Lundgren, user of poisons, were a more crafty opponent? Had more forethought and not so much of a brutish outlook? Could actually foresee the value in waiting for an opponent upon a carefully prepared battlefield?

What then?

Warning: DARK Themes. As with any situation involving murder and politics, (AKA - Lundgren) this work will be housing darkness and evil. It will probably delve down into non-work-safe and non-family-friendly territory. This prologue of sorts is fairly tame, as the tale progresses, the rating will change to reflect it. You have been warned.

~o~

Striding through the aged stonework that comprised the main hall, the armored lord didn't halt upon reaching the entrance to the keep. The guards at the doors hastened to open them, not wishing to incur his ire. Lord Lundgren, the younger brother and assumed heir to the grand estate of Caelin had just heard some unpleasant news. His brother's daughter, once counted as dead to the issue of succession had written her father earlier in the year. For a time, it had not mattered; the old man was set in his ways and refused to even open the letter, though he still set it aside in the pile of 'things that needed attention in the future' that took up space upon his desk. Lundgren had seen that as further proof that having disowned the family line, his brother would pass the canton on to his possession within a few years.

Indeed, since his somewhat recurring illness, Hausen had dedicated much of the daily running of the castle and its subordinate farmlands to the healthier sibling.

Lundgren was careful not to mention that the recurring illness was a carefully laid plot to wrest control of the canton from his brother's hands. Hausen would hardly be able to do anything to prevent it at this point, but one could never be too certain what whim of the gods would strike the death knell to the ambitions that he held dear.

It seemed as though that whim had come upon his brother at last. Confined to his rooms, the lord of the keep had found the letter in his piles of correspondence. Curiousity and regret overcame pride for the moment; Hausen broke the seal upon the letter and read what his daughter had written.

Thus it was that Lundgren had the shock of finding his brother in tears, murmuring about a grandaughter named Lyndis. Hausen demanded that an emissary be sent to his daughter immediately, to request that she visit with his grandaughter.

Without adequate time to craft a response, Lundgren had acquiesced to his brother's demand. Two of the younger cavaliers were handpicked by the captain of the guard and Lundgren sent them out with his brother's reply, bidding them haste upon their way.

Then he had stormed out of the keep to avoid betraying his sudden anger to his brother.

A long ride around the canton served to calm his rage from the pot boiling over to a slow simmer beneath the surface. He could nip this problem in the bud if he only planned correctly. A grand-niece would not be too difficult to deal with, nor would her mother. Hausen had not yet implied that he would reinstate their claims upon the estate and if they were content with their life on the plains, it would be unlikely that either mother or daughter would willingly return to oversee Caelin in the event of his brother's death.

Still, he would have to prepare for scenarios where the unlikely held true

It was much later before he returned to the castle.

~o~

AN: Because good does not always triumph, and evil has its heyday. Good men and women struggle and sometimes don't find the ending that they hope.
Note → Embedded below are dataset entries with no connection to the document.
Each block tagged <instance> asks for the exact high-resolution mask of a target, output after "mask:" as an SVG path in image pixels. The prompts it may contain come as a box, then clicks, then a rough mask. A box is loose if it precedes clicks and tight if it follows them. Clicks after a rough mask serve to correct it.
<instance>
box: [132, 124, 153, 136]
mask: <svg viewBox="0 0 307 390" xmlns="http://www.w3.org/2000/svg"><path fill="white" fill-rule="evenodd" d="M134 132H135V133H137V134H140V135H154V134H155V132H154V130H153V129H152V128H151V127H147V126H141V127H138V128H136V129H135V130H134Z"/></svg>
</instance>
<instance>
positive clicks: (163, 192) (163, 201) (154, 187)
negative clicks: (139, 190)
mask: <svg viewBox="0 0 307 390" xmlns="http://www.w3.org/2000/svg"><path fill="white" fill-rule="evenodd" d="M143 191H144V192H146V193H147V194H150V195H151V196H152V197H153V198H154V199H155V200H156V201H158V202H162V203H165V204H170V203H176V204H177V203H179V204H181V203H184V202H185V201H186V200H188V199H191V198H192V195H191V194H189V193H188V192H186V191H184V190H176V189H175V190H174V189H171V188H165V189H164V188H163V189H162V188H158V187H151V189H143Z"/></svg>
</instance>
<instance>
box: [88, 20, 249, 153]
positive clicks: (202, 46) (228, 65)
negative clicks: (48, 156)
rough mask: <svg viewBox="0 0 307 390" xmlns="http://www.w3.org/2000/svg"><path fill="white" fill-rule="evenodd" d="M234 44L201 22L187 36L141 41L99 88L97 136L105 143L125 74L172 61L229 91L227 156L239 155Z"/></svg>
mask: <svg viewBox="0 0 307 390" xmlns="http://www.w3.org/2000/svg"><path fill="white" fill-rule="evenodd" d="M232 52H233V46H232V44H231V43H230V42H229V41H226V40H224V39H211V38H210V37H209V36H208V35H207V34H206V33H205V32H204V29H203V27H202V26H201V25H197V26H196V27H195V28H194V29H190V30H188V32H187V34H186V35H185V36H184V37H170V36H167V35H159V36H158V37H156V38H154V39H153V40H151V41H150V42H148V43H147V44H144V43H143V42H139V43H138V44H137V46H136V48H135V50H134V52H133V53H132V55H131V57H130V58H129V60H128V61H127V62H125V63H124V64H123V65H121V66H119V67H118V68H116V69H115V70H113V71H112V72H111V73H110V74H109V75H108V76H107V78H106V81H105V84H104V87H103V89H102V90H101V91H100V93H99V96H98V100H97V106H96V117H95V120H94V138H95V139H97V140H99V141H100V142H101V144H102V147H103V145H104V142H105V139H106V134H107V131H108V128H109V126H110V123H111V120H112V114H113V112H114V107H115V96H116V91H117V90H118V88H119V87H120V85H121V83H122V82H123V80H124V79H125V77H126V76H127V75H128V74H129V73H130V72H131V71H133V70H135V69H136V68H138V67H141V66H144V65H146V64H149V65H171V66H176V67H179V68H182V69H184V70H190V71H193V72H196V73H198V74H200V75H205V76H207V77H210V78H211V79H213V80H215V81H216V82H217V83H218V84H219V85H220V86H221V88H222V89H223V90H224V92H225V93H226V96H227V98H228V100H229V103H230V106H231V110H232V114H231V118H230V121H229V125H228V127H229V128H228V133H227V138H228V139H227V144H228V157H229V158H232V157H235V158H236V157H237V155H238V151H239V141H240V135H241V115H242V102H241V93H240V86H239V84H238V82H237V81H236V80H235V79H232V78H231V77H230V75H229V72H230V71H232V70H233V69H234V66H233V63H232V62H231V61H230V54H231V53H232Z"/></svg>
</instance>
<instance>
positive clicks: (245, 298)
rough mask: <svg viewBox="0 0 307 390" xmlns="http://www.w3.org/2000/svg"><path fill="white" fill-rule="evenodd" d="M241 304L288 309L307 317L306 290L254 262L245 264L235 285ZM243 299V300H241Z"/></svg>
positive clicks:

The premise to this tale: "A smarter Lundgren, a more patient Lundgren and Fire Emblem 7 becomes a vastly different tale, lingering on that final edge of destruction."

As food for thought, remember that many of the character recruitment encounters depended upon the crude assassination attempts by Lundgren upon Lyndis. Temper the foolhardy attempts and the journey becomes much easier, taking less time and with far fewer detours. Such things will become apparent if you follow that line of thought.